World: r3wp

I had to go though the mezzanine code pretty carefully to consider 
what happens when functions are passed as arguments to the mezzanine 
functions. Some functions like REPLACE and ARRAY were modified to 
take advantage of that trick pretty nicely.

OK, but nothing of that kind applies to the case of BIND [...] 'some-variable

True, which is why I was convinced by that particular argument :)

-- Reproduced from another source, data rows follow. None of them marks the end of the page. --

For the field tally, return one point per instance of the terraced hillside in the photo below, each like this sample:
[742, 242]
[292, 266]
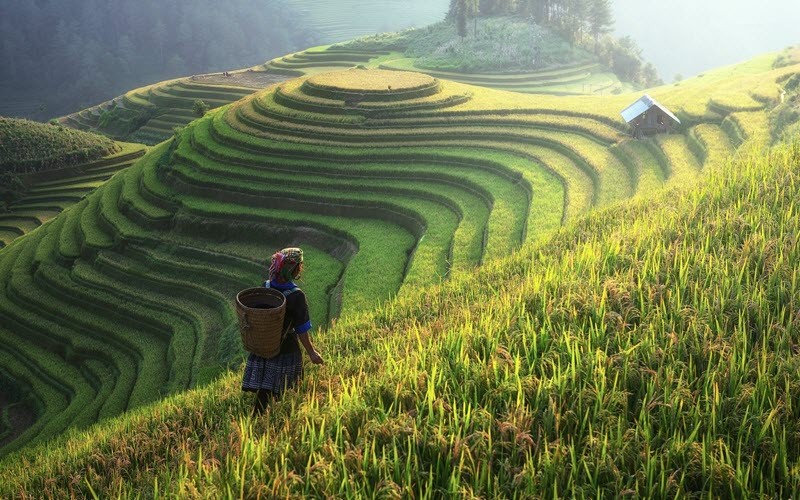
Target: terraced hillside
[348, 19]
[577, 79]
[649, 350]
[392, 181]
[150, 114]
[48, 193]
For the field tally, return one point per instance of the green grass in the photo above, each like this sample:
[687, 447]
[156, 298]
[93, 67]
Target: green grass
[400, 192]
[29, 146]
[54, 190]
[627, 354]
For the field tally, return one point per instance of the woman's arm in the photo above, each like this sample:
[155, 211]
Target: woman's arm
[305, 339]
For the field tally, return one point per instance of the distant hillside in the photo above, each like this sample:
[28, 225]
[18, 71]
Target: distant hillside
[649, 350]
[334, 21]
[391, 181]
[56, 57]
[27, 146]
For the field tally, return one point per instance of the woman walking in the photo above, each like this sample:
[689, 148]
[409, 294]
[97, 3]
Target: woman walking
[268, 378]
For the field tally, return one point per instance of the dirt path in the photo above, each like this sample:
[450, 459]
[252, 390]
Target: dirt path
[250, 79]
[20, 417]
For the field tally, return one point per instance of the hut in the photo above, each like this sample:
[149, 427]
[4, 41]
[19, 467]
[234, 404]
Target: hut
[649, 117]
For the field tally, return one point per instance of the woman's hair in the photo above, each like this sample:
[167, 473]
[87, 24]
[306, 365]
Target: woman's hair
[286, 265]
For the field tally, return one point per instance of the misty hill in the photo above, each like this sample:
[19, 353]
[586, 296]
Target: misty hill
[345, 19]
[56, 57]
[648, 348]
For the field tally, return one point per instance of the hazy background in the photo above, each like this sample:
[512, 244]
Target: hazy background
[691, 36]
[58, 56]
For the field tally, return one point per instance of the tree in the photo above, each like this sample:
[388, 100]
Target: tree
[473, 10]
[601, 20]
[461, 18]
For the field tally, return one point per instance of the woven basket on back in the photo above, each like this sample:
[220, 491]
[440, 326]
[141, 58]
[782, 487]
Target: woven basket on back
[261, 312]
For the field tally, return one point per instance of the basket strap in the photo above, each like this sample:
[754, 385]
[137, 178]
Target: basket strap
[243, 317]
[286, 294]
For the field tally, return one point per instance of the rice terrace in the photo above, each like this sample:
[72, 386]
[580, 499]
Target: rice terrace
[532, 267]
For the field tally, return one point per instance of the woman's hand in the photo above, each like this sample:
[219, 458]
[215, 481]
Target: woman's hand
[316, 358]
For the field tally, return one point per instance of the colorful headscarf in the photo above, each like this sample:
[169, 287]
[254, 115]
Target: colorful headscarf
[284, 264]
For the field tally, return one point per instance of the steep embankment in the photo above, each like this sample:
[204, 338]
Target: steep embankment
[45, 169]
[649, 350]
[126, 297]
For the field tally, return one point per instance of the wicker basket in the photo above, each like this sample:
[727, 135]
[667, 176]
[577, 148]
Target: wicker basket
[261, 312]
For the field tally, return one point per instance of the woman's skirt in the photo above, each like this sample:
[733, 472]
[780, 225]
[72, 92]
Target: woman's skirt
[274, 374]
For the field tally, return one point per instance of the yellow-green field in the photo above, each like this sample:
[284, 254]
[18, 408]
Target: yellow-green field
[492, 339]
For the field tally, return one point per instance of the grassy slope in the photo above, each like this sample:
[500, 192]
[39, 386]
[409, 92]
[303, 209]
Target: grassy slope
[27, 146]
[647, 349]
[491, 104]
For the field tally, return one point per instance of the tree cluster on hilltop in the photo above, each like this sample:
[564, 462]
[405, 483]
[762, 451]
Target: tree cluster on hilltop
[587, 23]
[82, 52]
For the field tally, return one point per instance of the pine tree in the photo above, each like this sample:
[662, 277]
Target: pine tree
[601, 20]
[461, 18]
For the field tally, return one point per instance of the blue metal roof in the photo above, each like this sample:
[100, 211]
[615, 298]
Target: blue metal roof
[643, 104]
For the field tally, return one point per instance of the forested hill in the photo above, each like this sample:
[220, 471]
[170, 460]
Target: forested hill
[68, 54]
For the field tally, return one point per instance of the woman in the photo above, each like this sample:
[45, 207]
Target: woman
[268, 378]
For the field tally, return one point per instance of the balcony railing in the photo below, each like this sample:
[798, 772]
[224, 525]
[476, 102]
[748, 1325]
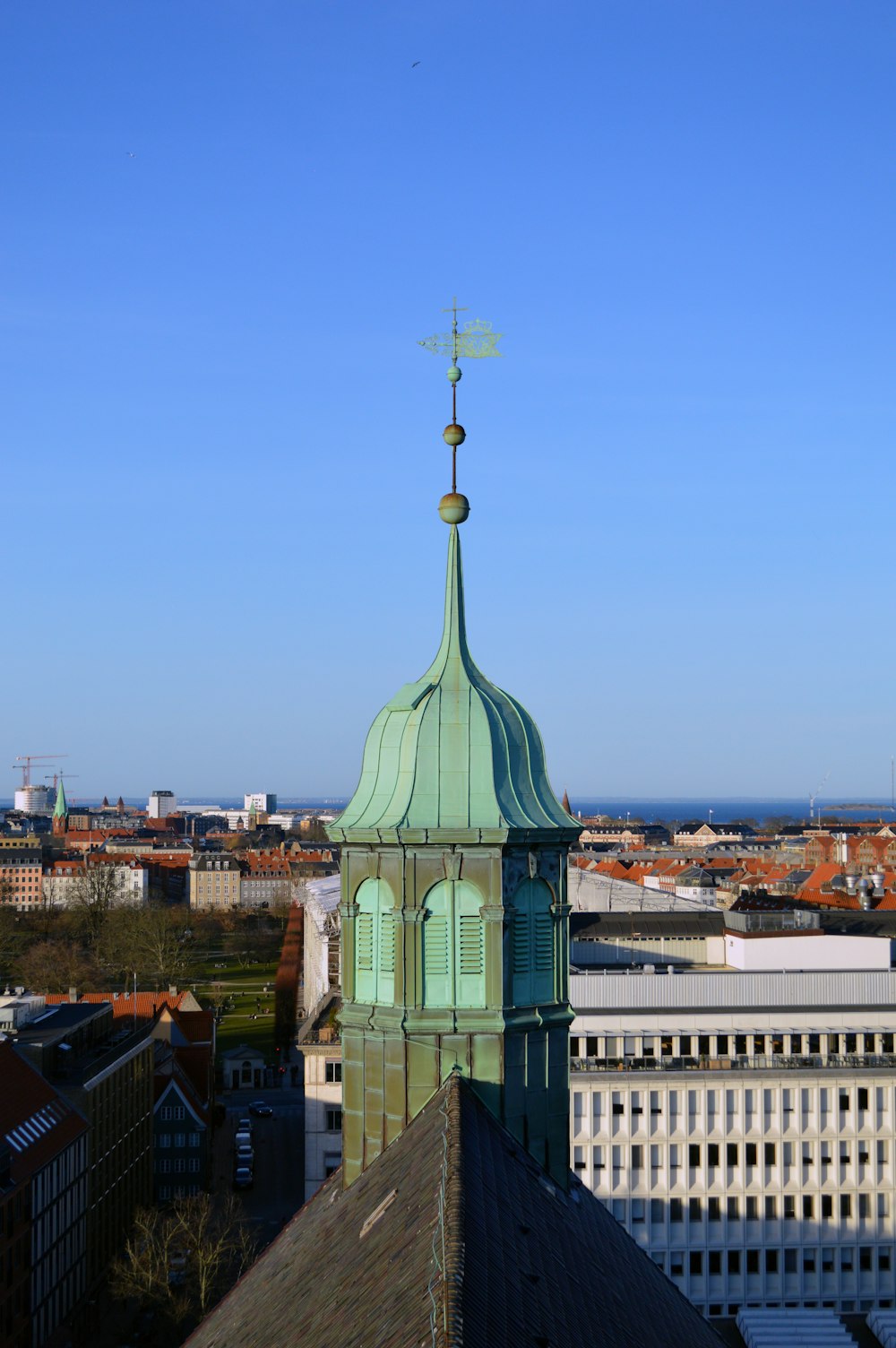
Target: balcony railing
[743, 1062]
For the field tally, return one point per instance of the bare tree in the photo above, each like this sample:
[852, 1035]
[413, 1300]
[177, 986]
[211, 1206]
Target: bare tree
[158, 949]
[56, 967]
[11, 940]
[184, 1259]
[219, 995]
[93, 894]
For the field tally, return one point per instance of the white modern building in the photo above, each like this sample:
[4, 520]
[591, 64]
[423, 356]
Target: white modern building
[162, 804]
[34, 799]
[321, 956]
[320, 1045]
[264, 802]
[741, 1122]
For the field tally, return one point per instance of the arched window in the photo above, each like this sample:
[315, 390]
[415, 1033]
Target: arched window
[453, 946]
[532, 944]
[375, 944]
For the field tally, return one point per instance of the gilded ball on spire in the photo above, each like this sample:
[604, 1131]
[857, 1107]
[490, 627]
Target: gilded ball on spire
[454, 508]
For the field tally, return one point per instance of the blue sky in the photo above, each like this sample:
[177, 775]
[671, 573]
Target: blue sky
[221, 446]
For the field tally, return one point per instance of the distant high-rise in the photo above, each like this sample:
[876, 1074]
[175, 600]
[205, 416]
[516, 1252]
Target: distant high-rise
[34, 799]
[264, 802]
[162, 804]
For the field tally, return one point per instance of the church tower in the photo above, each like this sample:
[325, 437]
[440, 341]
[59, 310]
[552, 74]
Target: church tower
[454, 914]
[61, 812]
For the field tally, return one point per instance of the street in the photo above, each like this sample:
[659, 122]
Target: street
[280, 1157]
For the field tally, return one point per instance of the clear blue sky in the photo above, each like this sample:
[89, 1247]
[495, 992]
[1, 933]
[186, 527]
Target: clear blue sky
[221, 446]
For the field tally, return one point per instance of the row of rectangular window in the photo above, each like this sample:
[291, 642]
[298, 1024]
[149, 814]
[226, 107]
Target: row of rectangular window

then the ban on BIND to a function-context-bound word when the function 
isn't running has no security benefit
 :)

Yes, it only prevents some meaningful uses

Especially ones where the bound words are leaked intentionally to 
provide access to the context. It sounds worthy of a wish ticket 
in CureCode.

Unfortunately, the whole issue may be quite long to present completely

I'll write it up, if it's OK to copy some of your arguments from 
above into the ticket.

Anything

So, for the case of BIND [...] function the main difference is, that 
it cannot be done regardless of whether the function is running or 
not, which can be considered a security measure, then.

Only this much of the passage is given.